Die Herrschaft des Gesetzes von der hohen Politik bis in unser Privatleben hinein ist eine Säule abendländischer Kultur und ein Erbe des Römischen Reichs. Viele seiner Rechtsgrundsätze gelten auch heute noch, etwa in dubio pro reo – im Zweifel für den Angeklagten – oder audiatur et altera pars - auch die andere Seite möge gehört werden.

Detlef Liebs, ein anerkannter Experte für römisches Recht, stellt in seinem spannenden Buch 16 Zivil- und Strafprozesse aus der Antike vor, ohne sich in Juristenlatein zu verheddern. Offenbar waren die damaligen Gerichtsverhandlungen den heutigen nicht unähnlich. Es gab Anklagen und Schwurgerichte, strenge wie milde Richter, aggressive Staatsanwälte und ausgebuffte Strafverteidiger. Allerdings mit einem Unterschied: Die Herren des Gesetzes waren keine ausgebildeten Juristen, sondern honorige Laien, die sich bei ihrer Arbeit am Recht von der öffentlichen Meinung, ihrer Bildung und ihrem persönlichen Rechtsgefühl leiten ließen.

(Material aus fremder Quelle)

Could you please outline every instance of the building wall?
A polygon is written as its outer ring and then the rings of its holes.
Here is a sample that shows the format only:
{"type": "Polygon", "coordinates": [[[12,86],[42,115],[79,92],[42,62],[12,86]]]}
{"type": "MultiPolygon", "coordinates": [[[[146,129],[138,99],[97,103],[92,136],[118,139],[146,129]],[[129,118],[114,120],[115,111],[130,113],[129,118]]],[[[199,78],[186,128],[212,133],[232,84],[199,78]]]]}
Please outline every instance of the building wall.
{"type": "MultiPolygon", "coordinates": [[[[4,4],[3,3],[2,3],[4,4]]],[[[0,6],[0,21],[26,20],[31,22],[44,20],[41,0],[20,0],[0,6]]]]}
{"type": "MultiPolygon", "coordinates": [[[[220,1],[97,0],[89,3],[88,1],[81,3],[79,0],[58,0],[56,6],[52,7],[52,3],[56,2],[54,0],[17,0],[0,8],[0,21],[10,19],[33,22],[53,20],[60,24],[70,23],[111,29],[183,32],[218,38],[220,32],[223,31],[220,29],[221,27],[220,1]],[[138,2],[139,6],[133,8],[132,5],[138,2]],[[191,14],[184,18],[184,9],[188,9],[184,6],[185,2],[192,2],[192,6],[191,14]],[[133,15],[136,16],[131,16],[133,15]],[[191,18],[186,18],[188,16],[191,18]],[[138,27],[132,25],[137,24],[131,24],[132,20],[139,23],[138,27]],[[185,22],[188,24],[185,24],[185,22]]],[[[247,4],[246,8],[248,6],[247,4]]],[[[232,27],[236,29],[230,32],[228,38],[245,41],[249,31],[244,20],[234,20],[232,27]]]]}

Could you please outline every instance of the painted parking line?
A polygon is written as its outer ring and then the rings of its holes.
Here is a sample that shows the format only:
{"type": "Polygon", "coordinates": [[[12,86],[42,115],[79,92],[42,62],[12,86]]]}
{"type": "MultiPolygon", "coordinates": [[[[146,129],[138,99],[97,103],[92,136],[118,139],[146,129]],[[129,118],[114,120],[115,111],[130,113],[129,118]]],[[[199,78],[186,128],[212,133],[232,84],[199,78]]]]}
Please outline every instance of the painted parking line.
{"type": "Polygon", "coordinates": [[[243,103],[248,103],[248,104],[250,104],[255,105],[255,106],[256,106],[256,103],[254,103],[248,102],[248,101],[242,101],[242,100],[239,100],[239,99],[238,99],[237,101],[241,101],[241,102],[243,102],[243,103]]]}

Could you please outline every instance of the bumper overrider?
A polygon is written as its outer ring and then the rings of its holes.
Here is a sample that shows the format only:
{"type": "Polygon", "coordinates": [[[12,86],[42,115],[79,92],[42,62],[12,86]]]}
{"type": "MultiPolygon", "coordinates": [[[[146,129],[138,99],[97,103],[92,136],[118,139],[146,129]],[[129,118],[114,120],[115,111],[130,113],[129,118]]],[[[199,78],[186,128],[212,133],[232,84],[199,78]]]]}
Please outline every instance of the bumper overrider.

Iustitias Arm war lang und allgegenwärtig, ob in Rom, wo der Stadt- und der Fremdenprätor auf dem Forum Recht sprachen – der eine in Rechtsstreitigkeiten zwischen römischen Bürgern, der andere zwischen Römern und Nichtrömern –, oder in den Provinzen, wo Statthalter die oberste Instanz waren. Überall galt das gleiche Recht, wenngleich es nicht für alle gleich war. Nichtrömer etwa, wie der Prozess gegen einen gewissen Jesus von Nazareth zeigt, waren ohne mächtige Fürsprecher der Strafverfolgung schutzlos ausgeliefert. Andererseits gab es Kaiser, die auch Sklaven Gerechtigkeit widerfahren ließen: Kaiser Hadrian brachte brutale Sklavenhalter vor ein außerordentliches Gericht.